Levi Strauss, becoming an American citizen in…
March 1853 CE
Levi expects that the mining camps will welcome his buttons, scissors, thread and bolts of fabric; additionally, he has yards of canvas sailcloth intended for tent-making and as covers for the Conestoga wagons that dot the landscape next to every stream and river in the area.
Strauss and his brother-in-law David Stern open a dry goods wholesale business called Levi Strauss & Co in March 1853.
Levi, estimated at about 5' 11" and 185 pounds, is often found leading a pack-horse, heavily laden with merchandise, directly into the mining camps found throughout the region.
The story goes that both prospectors and miners, often complaining about the easily torn cotton "britches" and pockets that "split right out" gave Levi the idea to make a rugged overall trouser for the miners to wear.
These are fashioned from bolts of brown canvas sailcloth, with gold ore storage pockets that are nearly impossible to split.
Levi exhausts his original supply of canvas as the demand grows for his hard-wearing overalls, so he switches to a sturdy fabric called serge, made in Nimes, France, by the Andre family.

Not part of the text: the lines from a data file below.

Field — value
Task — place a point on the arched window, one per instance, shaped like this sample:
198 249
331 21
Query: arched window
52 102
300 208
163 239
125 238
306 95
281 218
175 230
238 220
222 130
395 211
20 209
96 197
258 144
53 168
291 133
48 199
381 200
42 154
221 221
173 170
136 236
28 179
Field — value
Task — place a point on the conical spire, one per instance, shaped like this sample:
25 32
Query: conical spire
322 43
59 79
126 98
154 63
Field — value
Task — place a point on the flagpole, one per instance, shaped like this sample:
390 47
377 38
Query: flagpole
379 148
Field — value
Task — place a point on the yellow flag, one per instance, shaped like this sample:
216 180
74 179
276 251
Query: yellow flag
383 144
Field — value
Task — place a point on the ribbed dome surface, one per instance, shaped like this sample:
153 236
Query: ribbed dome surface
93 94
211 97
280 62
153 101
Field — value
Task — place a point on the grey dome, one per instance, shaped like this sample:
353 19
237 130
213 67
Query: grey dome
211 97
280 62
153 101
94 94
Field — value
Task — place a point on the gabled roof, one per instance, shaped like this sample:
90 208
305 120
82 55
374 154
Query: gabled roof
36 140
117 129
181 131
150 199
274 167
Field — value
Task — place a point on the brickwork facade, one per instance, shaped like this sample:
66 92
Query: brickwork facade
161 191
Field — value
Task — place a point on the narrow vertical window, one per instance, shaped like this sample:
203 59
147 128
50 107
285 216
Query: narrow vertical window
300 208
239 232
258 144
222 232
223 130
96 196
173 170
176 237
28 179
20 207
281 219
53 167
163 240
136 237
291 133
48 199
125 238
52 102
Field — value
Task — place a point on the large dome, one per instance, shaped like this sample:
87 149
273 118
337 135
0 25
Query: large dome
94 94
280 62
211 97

Originally called serge de Nimes, the name is soon shortened to denim.
Born Löb Strauss in Bavaria, he had emigrated at 14 from Bremerhaven to New York where his two older brothers, Jonas and Louis, had already established a successful wholesale textile and tailoring business.

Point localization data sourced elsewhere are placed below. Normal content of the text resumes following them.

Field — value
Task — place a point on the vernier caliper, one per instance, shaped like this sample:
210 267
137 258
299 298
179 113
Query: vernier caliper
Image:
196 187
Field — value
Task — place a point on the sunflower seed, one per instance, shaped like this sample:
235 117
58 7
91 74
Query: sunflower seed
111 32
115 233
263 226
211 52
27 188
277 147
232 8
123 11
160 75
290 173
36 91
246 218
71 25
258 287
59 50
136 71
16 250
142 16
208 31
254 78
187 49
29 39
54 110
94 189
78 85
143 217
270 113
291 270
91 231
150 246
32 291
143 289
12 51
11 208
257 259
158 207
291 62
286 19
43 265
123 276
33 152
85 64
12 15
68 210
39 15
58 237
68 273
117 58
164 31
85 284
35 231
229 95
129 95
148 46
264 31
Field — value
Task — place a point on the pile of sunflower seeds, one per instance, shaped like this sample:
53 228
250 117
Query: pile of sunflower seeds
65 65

After a stay of two days in New York, he continued on to the ranch of his uncle, Daniel Goldman in Louisville, Kentucky, where he spent the next five years learning the language and the ways of his new homeland in order that he might someday take over his uncle's ranch.
Löb had dreams of becoming an independent businessman, however, and for several years he walked the roads of Kentucky, selling cloth and notions from the pack on his back.
In 1847, Strauss, his mother and two sisters moved to New York City to join his brothers Jonas and Louis in their dry goods business.
By 1850 he had adopted the name "Levi Strauss".